En ese contexto, el mayor disenso que detonó entre el oficialismo y la oposición refiere al período histórico que abarcarían las referencias aludidas en la iniciativa.
En efecto, mientras el proyecto original reconoce a las víctimas de terrorismo o accionar ilegítimo del Estado que sufrieron violaciones a sus derechos humanos por motivos políticos, ideológicos o gremiales desde 1968 hasta el 28 de febrero de 1985, la oposición alega que la fecha debería ser el 27 de junio de 1973, cuando el gobierno de Juan María Bordaberry decretó la disolución de las cámaras legislativas mediante un golpe de Estado que implantó la dictadura.
Más allá de visiones naturalmente subjetivas, no deja de sorprender que la diputada nacionalista Graciela Bianchi, que es profesora de historia, tenga una mirada tan miope sobre el pasado reciente.
En efecto, la conversa legisladora alegó que también el Movimiento de Liberación Nacional-Tupamaros había torturado- lo cual fue duramente replicado por la diputada Mutti- y que, con su accionar,“el MLN había alterado el orden”.

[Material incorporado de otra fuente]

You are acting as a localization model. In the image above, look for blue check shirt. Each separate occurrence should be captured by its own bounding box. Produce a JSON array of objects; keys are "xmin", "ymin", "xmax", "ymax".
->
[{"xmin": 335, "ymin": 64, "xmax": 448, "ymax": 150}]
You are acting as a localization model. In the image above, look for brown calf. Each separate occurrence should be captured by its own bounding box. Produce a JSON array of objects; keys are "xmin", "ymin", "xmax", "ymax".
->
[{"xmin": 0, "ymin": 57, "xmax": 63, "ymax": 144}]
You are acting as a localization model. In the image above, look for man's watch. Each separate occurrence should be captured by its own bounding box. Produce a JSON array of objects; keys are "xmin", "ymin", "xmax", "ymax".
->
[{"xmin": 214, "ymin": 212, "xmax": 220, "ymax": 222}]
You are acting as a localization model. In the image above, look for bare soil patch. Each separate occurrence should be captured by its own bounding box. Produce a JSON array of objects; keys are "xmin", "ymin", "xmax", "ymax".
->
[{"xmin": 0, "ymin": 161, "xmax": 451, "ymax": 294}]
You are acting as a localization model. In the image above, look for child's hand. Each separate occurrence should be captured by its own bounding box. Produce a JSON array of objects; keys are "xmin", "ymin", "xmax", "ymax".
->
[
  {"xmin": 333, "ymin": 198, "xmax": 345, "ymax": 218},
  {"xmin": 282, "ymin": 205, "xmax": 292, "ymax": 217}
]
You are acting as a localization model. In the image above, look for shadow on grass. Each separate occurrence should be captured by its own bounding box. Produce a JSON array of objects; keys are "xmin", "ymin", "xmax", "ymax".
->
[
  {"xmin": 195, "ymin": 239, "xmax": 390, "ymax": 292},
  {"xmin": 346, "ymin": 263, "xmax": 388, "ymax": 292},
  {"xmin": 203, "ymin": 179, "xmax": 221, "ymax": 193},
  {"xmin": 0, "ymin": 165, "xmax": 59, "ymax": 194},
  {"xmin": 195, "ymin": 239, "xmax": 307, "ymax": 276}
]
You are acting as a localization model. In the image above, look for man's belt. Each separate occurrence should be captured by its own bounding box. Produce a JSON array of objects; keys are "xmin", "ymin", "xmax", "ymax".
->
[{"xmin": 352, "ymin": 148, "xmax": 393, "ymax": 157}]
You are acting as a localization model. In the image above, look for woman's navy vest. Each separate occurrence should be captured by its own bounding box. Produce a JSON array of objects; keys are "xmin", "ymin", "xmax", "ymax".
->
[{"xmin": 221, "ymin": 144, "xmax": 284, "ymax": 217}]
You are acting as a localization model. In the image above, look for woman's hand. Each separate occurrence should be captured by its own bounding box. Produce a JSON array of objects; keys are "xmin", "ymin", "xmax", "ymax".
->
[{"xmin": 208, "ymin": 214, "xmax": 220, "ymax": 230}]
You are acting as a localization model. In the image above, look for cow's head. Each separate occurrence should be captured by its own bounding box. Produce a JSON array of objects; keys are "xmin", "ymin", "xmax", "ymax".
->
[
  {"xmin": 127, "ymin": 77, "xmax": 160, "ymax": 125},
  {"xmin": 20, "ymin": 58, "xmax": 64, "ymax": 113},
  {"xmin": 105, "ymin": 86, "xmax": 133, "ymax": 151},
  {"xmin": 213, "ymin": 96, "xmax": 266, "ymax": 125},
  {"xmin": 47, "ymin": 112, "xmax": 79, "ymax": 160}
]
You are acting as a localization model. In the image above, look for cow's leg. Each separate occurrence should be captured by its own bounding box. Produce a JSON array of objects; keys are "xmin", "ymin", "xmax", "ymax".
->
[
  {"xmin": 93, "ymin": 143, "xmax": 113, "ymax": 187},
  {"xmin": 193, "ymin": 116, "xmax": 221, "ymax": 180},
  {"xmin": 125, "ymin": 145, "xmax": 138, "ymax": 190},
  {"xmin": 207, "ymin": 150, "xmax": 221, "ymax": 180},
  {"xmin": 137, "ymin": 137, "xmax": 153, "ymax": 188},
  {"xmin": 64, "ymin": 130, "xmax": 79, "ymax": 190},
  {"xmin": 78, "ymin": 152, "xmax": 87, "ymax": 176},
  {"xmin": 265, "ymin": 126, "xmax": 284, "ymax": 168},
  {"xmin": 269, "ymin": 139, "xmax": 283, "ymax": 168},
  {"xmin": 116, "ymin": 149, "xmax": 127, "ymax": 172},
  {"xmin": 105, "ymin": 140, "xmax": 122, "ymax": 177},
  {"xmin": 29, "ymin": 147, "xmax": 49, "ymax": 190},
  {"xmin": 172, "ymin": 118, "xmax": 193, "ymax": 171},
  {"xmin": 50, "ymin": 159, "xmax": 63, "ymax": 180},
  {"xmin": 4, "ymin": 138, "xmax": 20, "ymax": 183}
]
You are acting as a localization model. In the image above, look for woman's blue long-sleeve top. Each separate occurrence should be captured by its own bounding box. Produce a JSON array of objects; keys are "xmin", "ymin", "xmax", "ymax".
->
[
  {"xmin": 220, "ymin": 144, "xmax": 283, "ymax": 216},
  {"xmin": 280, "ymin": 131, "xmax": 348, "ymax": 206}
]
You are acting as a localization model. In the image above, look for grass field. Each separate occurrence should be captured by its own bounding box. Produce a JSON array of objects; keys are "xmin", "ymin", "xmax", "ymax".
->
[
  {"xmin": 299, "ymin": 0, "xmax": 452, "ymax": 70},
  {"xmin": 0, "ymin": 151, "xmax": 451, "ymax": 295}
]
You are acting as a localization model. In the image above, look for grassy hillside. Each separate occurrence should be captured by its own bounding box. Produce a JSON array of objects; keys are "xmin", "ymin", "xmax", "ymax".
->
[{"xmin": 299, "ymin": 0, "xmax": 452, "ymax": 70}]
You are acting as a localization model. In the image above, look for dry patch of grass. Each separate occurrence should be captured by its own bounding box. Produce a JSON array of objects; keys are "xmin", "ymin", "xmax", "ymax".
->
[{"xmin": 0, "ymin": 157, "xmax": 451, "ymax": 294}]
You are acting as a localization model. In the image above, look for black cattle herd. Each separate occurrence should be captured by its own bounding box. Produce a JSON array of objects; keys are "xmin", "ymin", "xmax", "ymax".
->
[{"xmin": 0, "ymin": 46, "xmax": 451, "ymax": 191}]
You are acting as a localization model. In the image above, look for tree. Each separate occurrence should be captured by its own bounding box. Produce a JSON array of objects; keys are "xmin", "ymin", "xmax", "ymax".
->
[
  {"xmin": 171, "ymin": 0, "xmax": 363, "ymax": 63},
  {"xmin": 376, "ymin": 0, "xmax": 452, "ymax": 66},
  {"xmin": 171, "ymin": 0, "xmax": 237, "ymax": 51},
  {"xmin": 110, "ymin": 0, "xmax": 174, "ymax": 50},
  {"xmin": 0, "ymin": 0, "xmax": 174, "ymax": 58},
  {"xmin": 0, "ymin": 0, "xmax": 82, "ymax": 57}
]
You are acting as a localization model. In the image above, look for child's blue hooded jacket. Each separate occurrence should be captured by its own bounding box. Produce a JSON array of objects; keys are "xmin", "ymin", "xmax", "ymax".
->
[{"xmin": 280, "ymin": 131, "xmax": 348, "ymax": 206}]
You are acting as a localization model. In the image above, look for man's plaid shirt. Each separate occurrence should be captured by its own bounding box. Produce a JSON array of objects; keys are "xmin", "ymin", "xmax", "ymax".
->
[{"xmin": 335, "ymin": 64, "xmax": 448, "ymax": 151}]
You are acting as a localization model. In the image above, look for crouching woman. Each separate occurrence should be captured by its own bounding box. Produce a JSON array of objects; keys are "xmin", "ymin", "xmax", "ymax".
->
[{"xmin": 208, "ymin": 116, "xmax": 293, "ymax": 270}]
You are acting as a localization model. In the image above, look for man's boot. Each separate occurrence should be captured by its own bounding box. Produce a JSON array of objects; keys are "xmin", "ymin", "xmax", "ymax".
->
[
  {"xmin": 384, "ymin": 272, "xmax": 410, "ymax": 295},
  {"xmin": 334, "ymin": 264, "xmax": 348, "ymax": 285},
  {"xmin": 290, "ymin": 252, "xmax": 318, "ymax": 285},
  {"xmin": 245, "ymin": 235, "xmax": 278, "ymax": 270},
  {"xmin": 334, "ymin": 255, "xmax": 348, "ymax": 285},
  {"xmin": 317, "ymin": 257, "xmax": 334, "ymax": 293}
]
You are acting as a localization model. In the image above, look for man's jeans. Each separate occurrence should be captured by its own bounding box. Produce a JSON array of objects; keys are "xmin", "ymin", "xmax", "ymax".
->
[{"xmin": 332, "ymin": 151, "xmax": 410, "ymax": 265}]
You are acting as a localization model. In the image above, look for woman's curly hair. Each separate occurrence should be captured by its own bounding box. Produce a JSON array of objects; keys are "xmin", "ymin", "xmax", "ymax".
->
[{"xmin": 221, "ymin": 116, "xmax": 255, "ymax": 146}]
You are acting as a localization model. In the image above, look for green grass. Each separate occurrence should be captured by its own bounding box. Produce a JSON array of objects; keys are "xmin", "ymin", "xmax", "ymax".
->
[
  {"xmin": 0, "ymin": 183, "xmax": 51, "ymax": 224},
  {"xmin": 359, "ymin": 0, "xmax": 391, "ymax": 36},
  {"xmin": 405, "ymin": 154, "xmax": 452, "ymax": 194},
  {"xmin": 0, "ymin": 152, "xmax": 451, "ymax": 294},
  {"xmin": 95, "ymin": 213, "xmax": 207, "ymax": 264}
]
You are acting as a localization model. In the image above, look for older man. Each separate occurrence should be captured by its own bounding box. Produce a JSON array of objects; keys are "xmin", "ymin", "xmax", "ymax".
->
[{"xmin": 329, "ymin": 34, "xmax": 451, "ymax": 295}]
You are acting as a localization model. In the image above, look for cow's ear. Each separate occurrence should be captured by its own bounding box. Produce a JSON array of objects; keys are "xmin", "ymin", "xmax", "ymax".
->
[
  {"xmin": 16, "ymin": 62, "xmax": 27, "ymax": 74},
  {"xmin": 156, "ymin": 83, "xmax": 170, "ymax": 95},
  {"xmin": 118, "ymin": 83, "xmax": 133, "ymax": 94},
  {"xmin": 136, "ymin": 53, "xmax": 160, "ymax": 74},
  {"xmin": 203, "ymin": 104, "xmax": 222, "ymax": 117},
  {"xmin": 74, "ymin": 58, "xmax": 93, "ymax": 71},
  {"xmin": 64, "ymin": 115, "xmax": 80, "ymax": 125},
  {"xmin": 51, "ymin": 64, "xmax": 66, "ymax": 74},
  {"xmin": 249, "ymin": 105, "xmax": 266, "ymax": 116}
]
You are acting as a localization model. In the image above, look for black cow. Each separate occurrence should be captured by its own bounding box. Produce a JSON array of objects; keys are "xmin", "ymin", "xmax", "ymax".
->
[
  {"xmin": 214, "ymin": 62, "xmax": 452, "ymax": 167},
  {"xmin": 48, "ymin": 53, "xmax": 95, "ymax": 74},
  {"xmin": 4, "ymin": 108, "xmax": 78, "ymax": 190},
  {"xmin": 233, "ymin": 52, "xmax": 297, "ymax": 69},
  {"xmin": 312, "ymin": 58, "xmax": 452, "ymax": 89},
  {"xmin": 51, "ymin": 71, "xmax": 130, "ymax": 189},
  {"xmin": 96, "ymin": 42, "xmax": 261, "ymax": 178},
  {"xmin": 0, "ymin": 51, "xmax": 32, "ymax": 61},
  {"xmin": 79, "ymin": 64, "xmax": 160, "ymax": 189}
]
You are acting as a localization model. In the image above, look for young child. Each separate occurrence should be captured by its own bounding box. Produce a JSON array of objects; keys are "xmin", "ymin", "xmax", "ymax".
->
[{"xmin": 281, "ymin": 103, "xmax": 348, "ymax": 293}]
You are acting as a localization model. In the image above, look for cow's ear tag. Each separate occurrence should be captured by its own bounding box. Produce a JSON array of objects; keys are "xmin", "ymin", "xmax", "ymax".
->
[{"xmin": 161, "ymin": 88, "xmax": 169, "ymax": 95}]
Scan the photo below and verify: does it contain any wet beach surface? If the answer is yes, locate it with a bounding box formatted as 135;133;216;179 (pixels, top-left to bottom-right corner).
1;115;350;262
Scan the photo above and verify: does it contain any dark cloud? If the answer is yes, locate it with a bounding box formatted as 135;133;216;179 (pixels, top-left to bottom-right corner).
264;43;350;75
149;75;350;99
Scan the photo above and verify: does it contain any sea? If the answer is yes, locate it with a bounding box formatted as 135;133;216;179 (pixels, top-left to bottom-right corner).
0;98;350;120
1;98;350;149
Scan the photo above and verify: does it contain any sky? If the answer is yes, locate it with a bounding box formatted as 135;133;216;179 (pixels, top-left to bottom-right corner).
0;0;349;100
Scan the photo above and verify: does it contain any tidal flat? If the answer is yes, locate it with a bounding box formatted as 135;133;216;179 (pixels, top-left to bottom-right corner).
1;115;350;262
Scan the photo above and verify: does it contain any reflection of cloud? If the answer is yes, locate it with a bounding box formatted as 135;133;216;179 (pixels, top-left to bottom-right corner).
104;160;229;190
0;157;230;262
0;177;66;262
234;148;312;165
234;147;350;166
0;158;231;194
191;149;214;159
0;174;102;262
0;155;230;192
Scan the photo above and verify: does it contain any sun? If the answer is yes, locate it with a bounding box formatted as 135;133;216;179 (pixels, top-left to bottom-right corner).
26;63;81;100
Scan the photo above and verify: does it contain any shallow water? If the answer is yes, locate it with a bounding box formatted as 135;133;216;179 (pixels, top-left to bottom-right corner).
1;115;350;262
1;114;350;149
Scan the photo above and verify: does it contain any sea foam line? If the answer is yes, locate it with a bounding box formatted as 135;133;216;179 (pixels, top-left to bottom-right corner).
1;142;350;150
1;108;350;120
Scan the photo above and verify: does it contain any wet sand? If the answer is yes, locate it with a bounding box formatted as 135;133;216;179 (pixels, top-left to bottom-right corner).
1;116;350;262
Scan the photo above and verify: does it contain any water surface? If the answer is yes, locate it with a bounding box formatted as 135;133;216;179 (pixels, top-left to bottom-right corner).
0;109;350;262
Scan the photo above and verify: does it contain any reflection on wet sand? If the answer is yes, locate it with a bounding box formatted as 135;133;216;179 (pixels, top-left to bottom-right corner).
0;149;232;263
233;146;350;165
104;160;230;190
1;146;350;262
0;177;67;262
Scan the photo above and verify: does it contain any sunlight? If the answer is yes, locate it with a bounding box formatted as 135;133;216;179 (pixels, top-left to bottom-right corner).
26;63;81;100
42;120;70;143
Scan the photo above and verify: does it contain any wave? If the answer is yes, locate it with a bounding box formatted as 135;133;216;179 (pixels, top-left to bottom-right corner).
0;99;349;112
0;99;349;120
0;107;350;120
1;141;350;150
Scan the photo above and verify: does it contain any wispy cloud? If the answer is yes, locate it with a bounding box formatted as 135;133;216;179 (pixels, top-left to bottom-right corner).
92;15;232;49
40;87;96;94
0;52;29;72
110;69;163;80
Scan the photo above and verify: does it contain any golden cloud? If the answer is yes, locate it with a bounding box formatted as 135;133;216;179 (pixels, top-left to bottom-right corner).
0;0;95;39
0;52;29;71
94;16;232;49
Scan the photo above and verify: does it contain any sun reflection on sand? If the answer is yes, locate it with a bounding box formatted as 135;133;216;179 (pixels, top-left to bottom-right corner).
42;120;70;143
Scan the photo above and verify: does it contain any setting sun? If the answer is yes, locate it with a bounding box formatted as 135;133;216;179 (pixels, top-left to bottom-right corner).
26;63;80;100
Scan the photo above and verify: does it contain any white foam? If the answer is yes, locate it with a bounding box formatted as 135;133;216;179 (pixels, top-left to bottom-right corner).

No obstante, lo que es más grave aún es que Bianchi considere que entre 1968 y 1973 existió un gobierno realmente democrático, por más que haya sido electo en las urnas.
Es bien sabido que la administración presidida por Jorge Pacheco Areco quebrantó todas las normas constitucionales habidas y por haber y cometió excesos propios de una dictadura.
En ese marco, barrió literalmente con las libertades públicas y las garantías individuales, torturó, asesinó estudiantes, encarceló trabajadores y opositores, ilegalizó sindicatos y fuerzas políticas y censuró groseramente a los medios de prensa.
¿Es admisible que Graciela Bianchi, que es una docente, avale como democrático un gobierno que intervino a la educación pública vulnerando groseramente la autonomía consagrada constitucionalmente y que ordenó reprimir a mansalva a jóvenes estudiantes?
¿Dónde está la memoria de esta señora que olvida el martirologio de Líber Arce, Hugo de los Santos y Susana Pintos, salvajemente ultimados -hace ya cincuenta añospor las fuerzas represivas del pachecato?
¿Qué diría el extinto senador José Germán Araujo, de quien Bianchi fue secretaria, en torno a esta mirada distorsionada y tan subjetiva de la historia?
Una de las mayores paradojas de la inefable Bianchi es desestimar la teoría de los dos demonios, pese a pertenecer al Partido Nacional y dentro de él a un sector de derecha conservadora, que sí se afilia a esa descabellada tesis.
La misma postura de Bianchi es sostenida por la diputada colorada Susana Montaner, aunque la actitud de esta es comprensible porque se trata de un gobierno de su partido, por más que haya sido del corte claramente autoritario.
Más allá de eventuales discrepancias, lo que es de meridiana claridad es que las violaciones a los derechos humanos comenzaron bastante antes del 27 de junio de 1973.
Es más, los excesos de los gobiernos de derecha se iniciaron sobre mediados de la década del cincuenta del siglo pasado, cuando colapsó el modelo implantado por el neo-batllismo, el país ingresó en una fase de crisis y estancamiento y la represión estatal se transformó en moneda corriente.
Resulta inadmisible que el bloque conservador no reconozca sus culpas y siga incurriendo en la falacia de atribuir la dictadura a la actividad de la guerrilla, pese a que el golpe de Estado se consumó cuando el MLN ya había sido militarmente derrotado y desmantelado como organización.